The MECfda package provides a function ME.fcLR_IV for the application of their bias correction estimation method. The argument data.Y is the response variable, which can be input as an atomic vector, a one-column matrix or data frame, with the recommended form being a one-column data frame with column name. The argument data.W is the data for \(W\), the measurement of \(X\), in the statistical model. The input should be a dataframe or matrix, in which each row represents a subject. each column represent a measurement (time) point. The argument data.M is the data for \(M\), the instrumental variable. Input should be a dataframe or matrix. Each row represents a subject. Each column represent a measurement (time) point. The argument t_interval specifies the domain of the function-valued covariate, and should be a 2-element vector, represents an interval. The default value is c(0,1), represent interval \([0,1]\). The argument t_points is the sequence of the measurement (time) points, and the default value is NULL. The argument CI.bootstrap specifies whether to return the confidence jinterval using the bootstrap method, and the default is FALSE.

The function returns a ME.fcLR_IV class object as a list that containing the following elements.

  1. beta_tW: Parameter estimates.
  2. CI: Confidence interval, returned only when CI.bootstrap is TRUE.
rm(list = ls())
data(MECfda.data.sim.0.3)
res = ME.fcLR_IV(data.Y = MECfda.data.sim.0.3$Y,
                 data.W = MECfda.data.sim.0.3$W,
                 data.M = MECfda.data.sim.0.3$M)

References

1. Wang J-L, Chiou J-M, Müller H-G. Functional data analysis. Annual Review of Statistics and its application. 2016;3:257–95.
2. Ramsay JO, Silverman BW. Applied functional data analysis: Methods and case studies. Springer; 2002.
3. Ramsay JO, Dalzell C. Some tools for functional data analysis. Journal of the Royal Statistical Society Series B: Statistical Methodology. 1991;53:539–61.
4. Carroll RJ, Ruppert D, Stefanski LA, Crainiceanu CM. Measurement error in nonlinear models: A modern perspective. Chapman; Hall/CRC; 2006.
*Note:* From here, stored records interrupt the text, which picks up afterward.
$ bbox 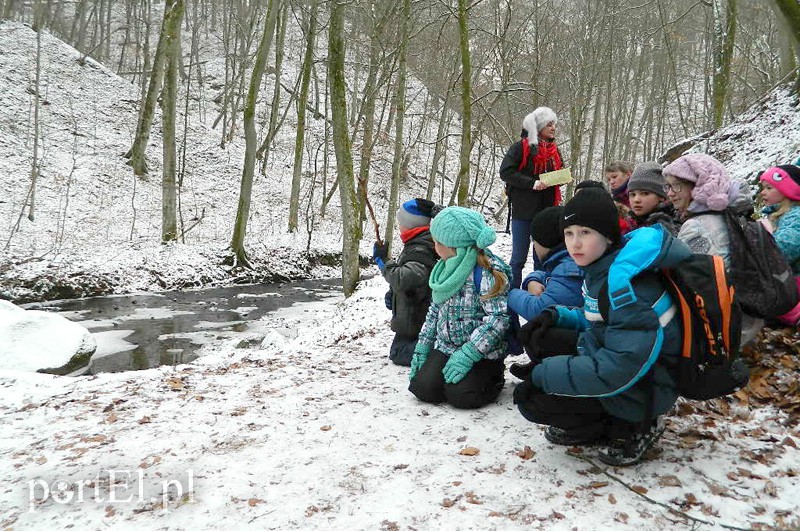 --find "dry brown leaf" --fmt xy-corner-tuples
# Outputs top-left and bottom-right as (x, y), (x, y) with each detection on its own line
(658, 475), (683, 487)
(517, 446), (536, 461)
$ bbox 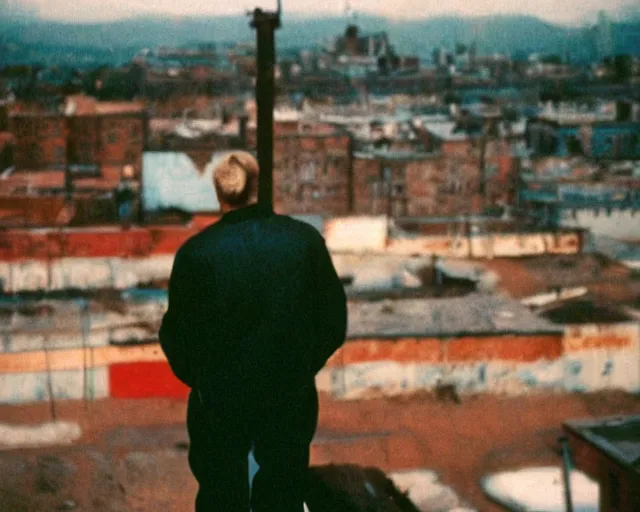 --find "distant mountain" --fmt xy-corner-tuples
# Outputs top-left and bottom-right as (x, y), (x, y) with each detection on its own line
(0, 15), (640, 64)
5. Crainiceanu CM, Staicu A-M, Di C-Z. Generalized multilevel functional regression. Journal of the American Statistical Association. 2009;104:1550–61.
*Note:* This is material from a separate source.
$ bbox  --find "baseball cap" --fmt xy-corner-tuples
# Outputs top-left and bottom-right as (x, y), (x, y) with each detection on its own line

6. Tekwe CD, Zoh RS, Yang M, Carroll RJ, Honvoh G, Allison DB, et al. Instrumental variable approach to estimating the scalar-on-function regression model with measurement error with application to energy expenditure assessment in childhood obesity. Statistics in medicine. 2019;38:3764–81.
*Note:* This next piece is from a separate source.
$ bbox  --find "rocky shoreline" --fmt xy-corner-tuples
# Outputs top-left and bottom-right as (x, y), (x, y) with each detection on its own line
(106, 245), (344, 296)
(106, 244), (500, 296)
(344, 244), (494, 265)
7. Luan Y, Zoh RS, Cui E, Lan X, Jadhav S, Tekwe CD. Scalable regression calibration approaches to correcting measurement error in multi-level generalized functional linear regression models with heteroscedastic measurement errors. arXiv preprint arXiv:230512624. 2023.
8. Tekwe CD, Zhang M, Carroll RJ, Luan Y, Xue L, Zoh RS, et al. Estimation of sparse functional quantile regression with measurement error: A SIMEX approach. Biostatistics. 2022;23:1218–41.
9. Zhang M, Xue L, Tekwe CD, Bai Y, Qu A. Partially functional linear quantile regression model with measurement errors. Statistica Sinica. 2023;33:2257–80.
10. R Core Team. R: A language and environment for statistical computing. Vienna, Austria: R Foundation for Statistical Computing; 2017.